File Descriptions and Data Field Information
train.csv
• Training data, which includes the target unit_sales by date, store_nbr, and item_nbr and a unique id to label rows.
• The target unit_sales can be integer (e.g., a bag of chips) or float (e.g., 1.5 kg of cheese).
• Negative values of unit_sales represent returns of that particular item.
• The onpromotion column tells whether that item_nbr was on promotion for a specified date and store_nbr.
• Approximately 16% of the onpromotion values in this file are NaN.
• NOTE: The training data does not include rows for items that had zero unit_sales for a store/date combination. There is no information as to whether or not the item was in stock for the store on the date, and teams will need to decide the best way to handle that situation. Also, there are a small number of items seen in the training data that aren’t seen in the test data.
test.csv
• Test data, with the date, store_nbr, item_nbr combinations that are to be predicted, along with the onpromotion information.
• NOTE: The test data has a small number of items that are not contained in the training data. Part of the exercise will be to predict a new item sales based on similar products..
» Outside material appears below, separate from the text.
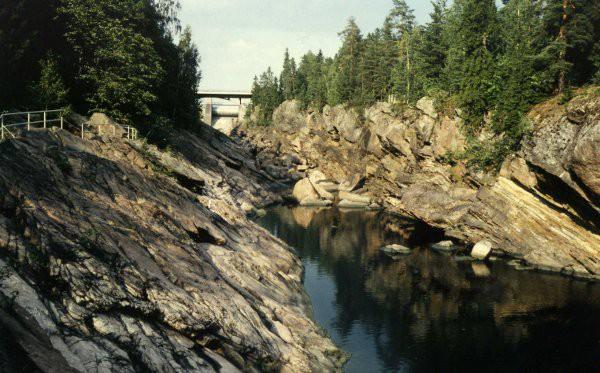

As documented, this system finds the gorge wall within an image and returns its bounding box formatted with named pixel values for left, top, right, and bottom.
left=0, top=127, right=345, bottom=372
left=238, top=88, right=600, bottom=279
• The public / private leaderboard split is based on time. All items in the public split are also included in the private split.
sample_submission.csv
• A sample submission file in the correct format.
• It is highly recommend you zip your submission file before uploading!
stores.csv
• Store metadata, including city, state, type, and cluster.
• cluster is a grouping of similar stores.
items.csv
• Item metadata, including family, class, and perishable.
• NOTE: Items marked as perishable have a score weight of 1.25; otherwise, the weight is 1.0.
transactions.csv
• The count of sales transactions for each date, store_nbr combination. Only included for the training data timeframe.
oil.csv
• Daily oil price. Includes values during both the train and test data timeframe. (Ecuador is an oil-dependent country and it’s economical health is highly vulnerable to shocks in oil prices.)
holidays_events.csv
• Holidays and Events, with metadata
• NOTE: Pay special attention to the transferred column. A holiday that is transferred officially falls on that calendar day, but was moved to another date by the government. A transferred day is more like a normal day than a holiday. To find the day that it was actually celebrated, look for the corresponding row where type is Transfer. For example, the holiday Independencia de Guayaquil was transferred from 2012-10-09 to 2012-10-12, which means it was celebrated on 2012-10-12. Days that are type Bridge are extra days that are added to a holiday (e.g., to extend the break across a long weekend). These are frequently made up by the type Work Day which is a day not normally scheduled for work (e.g., Saturday) that is meant to payback the Bridge.
• Additional holidays are days added a regular calendar holiday, for example, as typically happens around Christmas (making Christmas Eve a holiday).
Additional Notes
• Wages in the public sector are paid every two weeks on the 15 th and on the last day of the month. Supermarket sales could be affected by this.
• A magnitude 7.8 earthquake struck Ecuador on April 16, 2016. People rallied in relief efforts donating water and other first need products which greatly affected supermarket sales for several weeks after the earthquake.